Fatigue flights get regulation revamp for superior sky safety
A revamp of the Federal Aviation Administration’s rules for airline pilots is cutting back flight hours and increasing opportunities for rest to avoid further fatal crashes.
According to the Federal Aviation Administration, there are regulations for airline pilots that have not seen an update since the 1960s, and with two decades full of attempts to change the flight hours of pilots a change is finally being made. The goal is the most cost effective update for the most safety to avoid tragedies like the crash near Buffalo, New York, killed 50 people in 2009.
The new regulations, which must be implemented within the next two years, will cut a pilot’s maximum flight hours to between eight and nine hours depending on things like time zones crossed and the time of day of the first flight. A pilot must be allowed a minimum of 10 hours of rest between scheduled duty periods, which including administrative and pre-flight wait times. That is a two hour increase from the previous regulations. Minimum time off between work weeks will also see a 25 percent increase.

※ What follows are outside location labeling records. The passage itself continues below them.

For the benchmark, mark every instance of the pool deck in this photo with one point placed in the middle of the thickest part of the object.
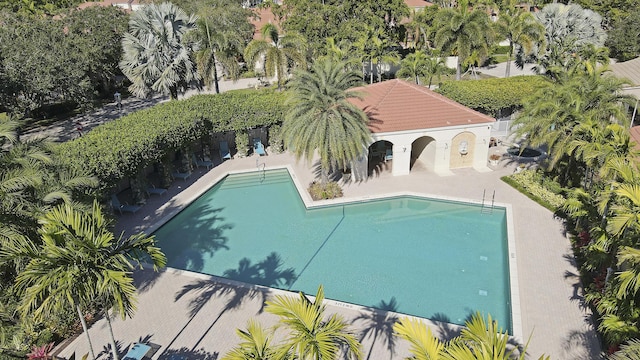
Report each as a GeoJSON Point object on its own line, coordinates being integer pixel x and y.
{"type": "Point", "coordinates": [195, 316]}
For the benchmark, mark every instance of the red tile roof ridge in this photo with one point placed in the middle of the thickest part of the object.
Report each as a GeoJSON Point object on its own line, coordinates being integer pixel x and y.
{"type": "Point", "coordinates": [398, 105]}
{"type": "Point", "coordinates": [425, 91]}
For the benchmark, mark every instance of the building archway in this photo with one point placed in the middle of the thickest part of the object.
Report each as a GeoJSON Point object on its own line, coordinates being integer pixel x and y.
{"type": "Point", "coordinates": [462, 150]}
{"type": "Point", "coordinates": [423, 154]}
{"type": "Point", "coordinates": [380, 157]}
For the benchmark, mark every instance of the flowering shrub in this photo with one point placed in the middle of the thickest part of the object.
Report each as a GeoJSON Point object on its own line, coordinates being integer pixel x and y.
{"type": "Point", "coordinates": [530, 183]}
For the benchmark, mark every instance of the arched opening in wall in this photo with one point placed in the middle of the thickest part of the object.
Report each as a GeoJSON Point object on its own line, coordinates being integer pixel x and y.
{"type": "Point", "coordinates": [462, 150]}
{"type": "Point", "coordinates": [423, 154]}
{"type": "Point", "coordinates": [380, 157]}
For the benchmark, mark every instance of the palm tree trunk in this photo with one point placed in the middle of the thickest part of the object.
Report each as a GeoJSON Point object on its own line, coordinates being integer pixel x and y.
{"type": "Point", "coordinates": [114, 348]}
{"type": "Point", "coordinates": [86, 331]}
{"type": "Point", "coordinates": [213, 57]}
{"type": "Point", "coordinates": [508, 70]}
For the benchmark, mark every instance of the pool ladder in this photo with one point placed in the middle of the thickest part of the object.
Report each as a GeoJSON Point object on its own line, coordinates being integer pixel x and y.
{"type": "Point", "coordinates": [486, 208]}
{"type": "Point", "coordinates": [263, 166]}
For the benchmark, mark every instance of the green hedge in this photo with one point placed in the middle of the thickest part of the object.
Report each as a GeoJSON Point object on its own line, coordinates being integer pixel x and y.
{"type": "Point", "coordinates": [489, 96]}
{"type": "Point", "coordinates": [120, 148]}
{"type": "Point", "coordinates": [534, 185]}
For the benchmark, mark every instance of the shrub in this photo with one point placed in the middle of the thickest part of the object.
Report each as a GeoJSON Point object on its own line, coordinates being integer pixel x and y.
{"type": "Point", "coordinates": [121, 148]}
{"type": "Point", "coordinates": [242, 143]}
{"type": "Point", "coordinates": [275, 139]}
{"type": "Point", "coordinates": [530, 183]}
{"type": "Point", "coordinates": [490, 96]}
{"type": "Point", "coordinates": [324, 191]}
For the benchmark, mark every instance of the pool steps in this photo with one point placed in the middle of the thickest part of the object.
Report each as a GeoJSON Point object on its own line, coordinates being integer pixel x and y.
{"type": "Point", "coordinates": [250, 180]}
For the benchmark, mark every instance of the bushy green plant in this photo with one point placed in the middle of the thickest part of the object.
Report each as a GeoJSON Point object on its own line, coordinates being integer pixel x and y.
{"type": "Point", "coordinates": [530, 183]}
{"type": "Point", "coordinates": [489, 96]}
{"type": "Point", "coordinates": [324, 191]}
{"type": "Point", "coordinates": [120, 149]}
{"type": "Point", "coordinates": [242, 143]}
{"type": "Point", "coordinates": [275, 139]}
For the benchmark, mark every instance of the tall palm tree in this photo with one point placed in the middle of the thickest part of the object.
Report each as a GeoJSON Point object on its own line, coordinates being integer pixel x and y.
{"type": "Point", "coordinates": [80, 260]}
{"type": "Point", "coordinates": [309, 335]}
{"type": "Point", "coordinates": [414, 66]}
{"type": "Point", "coordinates": [462, 31]}
{"type": "Point", "coordinates": [322, 119]}
{"type": "Point", "coordinates": [520, 29]}
{"type": "Point", "coordinates": [556, 115]}
{"type": "Point", "coordinates": [567, 29]}
{"type": "Point", "coordinates": [278, 52]}
{"type": "Point", "coordinates": [222, 36]}
{"type": "Point", "coordinates": [255, 344]}
{"type": "Point", "coordinates": [382, 53]}
{"type": "Point", "coordinates": [157, 56]}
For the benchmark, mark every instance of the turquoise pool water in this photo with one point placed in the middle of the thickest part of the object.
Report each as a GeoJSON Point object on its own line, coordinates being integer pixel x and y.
{"type": "Point", "coordinates": [429, 258]}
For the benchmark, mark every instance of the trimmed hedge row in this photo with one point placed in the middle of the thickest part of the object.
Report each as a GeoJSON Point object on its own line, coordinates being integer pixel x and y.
{"type": "Point", "coordinates": [121, 148]}
{"type": "Point", "coordinates": [489, 96]}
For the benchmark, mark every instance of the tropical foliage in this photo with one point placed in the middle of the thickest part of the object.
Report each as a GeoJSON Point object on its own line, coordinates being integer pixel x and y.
{"type": "Point", "coordinates": [520, 29]}
{"type": "Point", "coordinates": [78, 71]}
{"type": "Point", "coordinates": [32, 181]}
{"type": "Point", "coordinates": [568, 28]}
{"type": "Point", "coordinates": [276, 53]}
{"type": "Point", "coordinates": [462, 32]}
{"type": "Point", "coordinates": [119, 149]}
{"type": "Point", "coordinates": [582, 120]}
{"type": "Point", "coordinates": [307, 332]}
{"type": "Point", "coordinates": [491, 96]}
{"type": "Point", "coordinates": [79, 262]}
{"type": "Point", "coordinates": [157, 56]}
{"type": "Point", "coordinates": [223, 30]}
{"type": "Point", "coordinates": [321, 119]}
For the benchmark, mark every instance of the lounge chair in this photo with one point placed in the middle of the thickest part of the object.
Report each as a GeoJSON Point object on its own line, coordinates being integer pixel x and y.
{"type": "Point", "coordinates": [225, 154]}
{"type": "Point", "coordinates": [258, 148]}
{"type": "Point", "coordinates": [117, 205]}
{"type": "Point", "coordinates": [201, 163]}
{"type": "Point", "coordinates": [152, 190]}
{"type": "Point", "coordinates": [180, 175]}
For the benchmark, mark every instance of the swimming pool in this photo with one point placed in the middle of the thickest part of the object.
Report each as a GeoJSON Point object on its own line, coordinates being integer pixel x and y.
{"type": "Point", "coordinates": [435, 259]}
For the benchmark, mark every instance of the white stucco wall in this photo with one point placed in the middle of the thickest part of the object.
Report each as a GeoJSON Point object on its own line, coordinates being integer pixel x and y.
{"type": "Point", "coordinates": [441, 158]}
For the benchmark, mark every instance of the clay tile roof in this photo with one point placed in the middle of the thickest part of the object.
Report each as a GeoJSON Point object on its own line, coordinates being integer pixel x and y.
{"type": "Point", "coordinates": [417, 3]}
{"type": "Point", "coordinates": [397, 105]}
{"type": "Point", "coordinates": [629, 70]}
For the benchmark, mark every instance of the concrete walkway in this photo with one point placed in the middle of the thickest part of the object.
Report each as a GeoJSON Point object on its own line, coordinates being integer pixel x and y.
{"type": "Point", "coordinates": [195, 316]}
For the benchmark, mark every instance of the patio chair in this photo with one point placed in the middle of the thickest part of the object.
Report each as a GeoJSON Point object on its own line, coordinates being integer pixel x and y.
{"type": "Point", "coordinates": [137, 352]}
{"type": "Point", "coordinates": [225, 154]}
{"type": "Point", "coordinates": [117, 205]}
{"type": "Point", "coordinates": [258, 148]}
{"type": "Point", "coordinates": [180, 175]}
{"type": "Point", "coordinates": [201, 162]}
{"type": "Point", "coordinates": [152, 190]}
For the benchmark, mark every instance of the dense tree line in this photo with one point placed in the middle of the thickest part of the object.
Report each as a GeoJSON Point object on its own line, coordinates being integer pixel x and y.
{"type": "Point", "coordinates": [71, 59]}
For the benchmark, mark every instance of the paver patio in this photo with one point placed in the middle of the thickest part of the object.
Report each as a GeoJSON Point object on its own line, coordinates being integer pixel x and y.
{"type": "Point", "coordinates": [195, 316]}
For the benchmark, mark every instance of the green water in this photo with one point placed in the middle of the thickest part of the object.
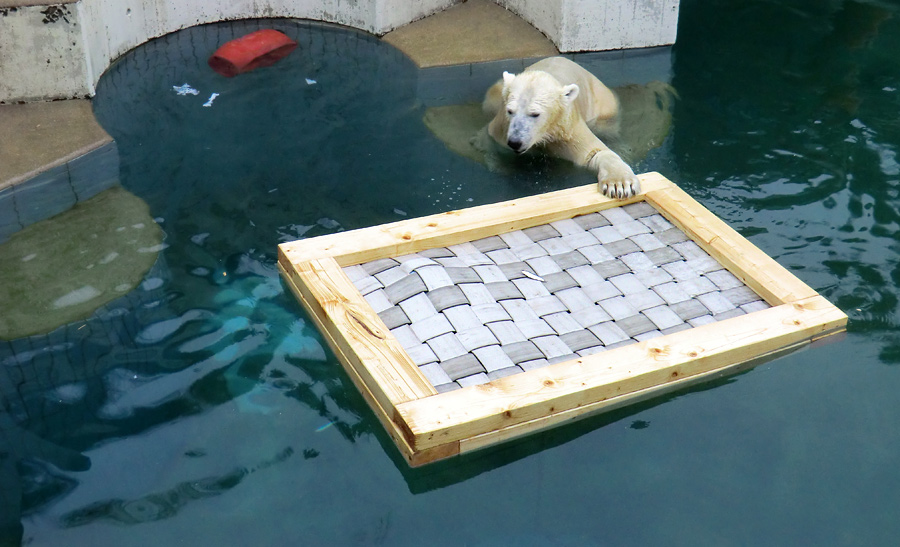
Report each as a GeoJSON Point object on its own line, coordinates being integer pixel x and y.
{"type": "Point", "coordinates": [205, 409]}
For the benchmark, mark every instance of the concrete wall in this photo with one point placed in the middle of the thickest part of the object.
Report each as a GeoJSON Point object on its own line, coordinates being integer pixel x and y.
{"type": "Point", "coordinates": [42, 53]}
{"type": "Point", "coordinates": [600, 25]}
{"type": "Point", "coordinates": [59, 51]}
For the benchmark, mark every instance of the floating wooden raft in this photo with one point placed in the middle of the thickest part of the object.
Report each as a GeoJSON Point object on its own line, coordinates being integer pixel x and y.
{"type": "Point", "coordinates": [473, 327]}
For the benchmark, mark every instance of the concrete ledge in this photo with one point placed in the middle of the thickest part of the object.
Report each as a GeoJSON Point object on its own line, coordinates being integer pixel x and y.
{"type": "Point", "coordinates": [58, 51]}
{"type": "Point", "coordinates": [40, 137]}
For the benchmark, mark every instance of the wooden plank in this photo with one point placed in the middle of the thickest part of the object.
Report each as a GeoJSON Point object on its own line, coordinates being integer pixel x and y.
{"type": "Point", "coordinates": [524, 397]}
{"type": "Point", "coordinates": [383, 415]}
{"type": "Point", "coordinates": [366, 343]}
{"type": "Point", "coordinates": [755, 268]}
{"type": "Point", "coordinates": [454, 227]}
{"type": "Point", "coordinates": [592, 409]}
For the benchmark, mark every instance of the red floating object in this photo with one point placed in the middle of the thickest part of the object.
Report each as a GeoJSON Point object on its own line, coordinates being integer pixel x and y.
{"type": "Point", "coordinates": [257, 49]}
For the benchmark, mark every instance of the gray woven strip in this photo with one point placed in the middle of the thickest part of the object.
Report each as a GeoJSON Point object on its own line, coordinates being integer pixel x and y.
{"type": "Point", "coordinates": [479, 311]}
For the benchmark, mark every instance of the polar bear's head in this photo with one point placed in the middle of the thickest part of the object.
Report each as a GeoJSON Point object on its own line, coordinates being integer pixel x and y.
{"type": "Point", "coordinates": [535, 103]}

Overnight pilots will see less working hours than daytime pilots. Charter airlines carrying U.S. military troops will still be held to the new standard. Cargo carriers will not be affected by the updated regulations yet. Meetings are in the works to ask cargo carriers to consider implementing the new regulations voluntarily due to the enormous expense. The concern is that a well-rested pilot in the sky is at risk if a tired pilot is up there too. The FAA’s main ambition is to protect every person flying from private planes to passenger planes to cargo planes, and these new regulations will prevent, on average, six deaths and one and a half accidents a year.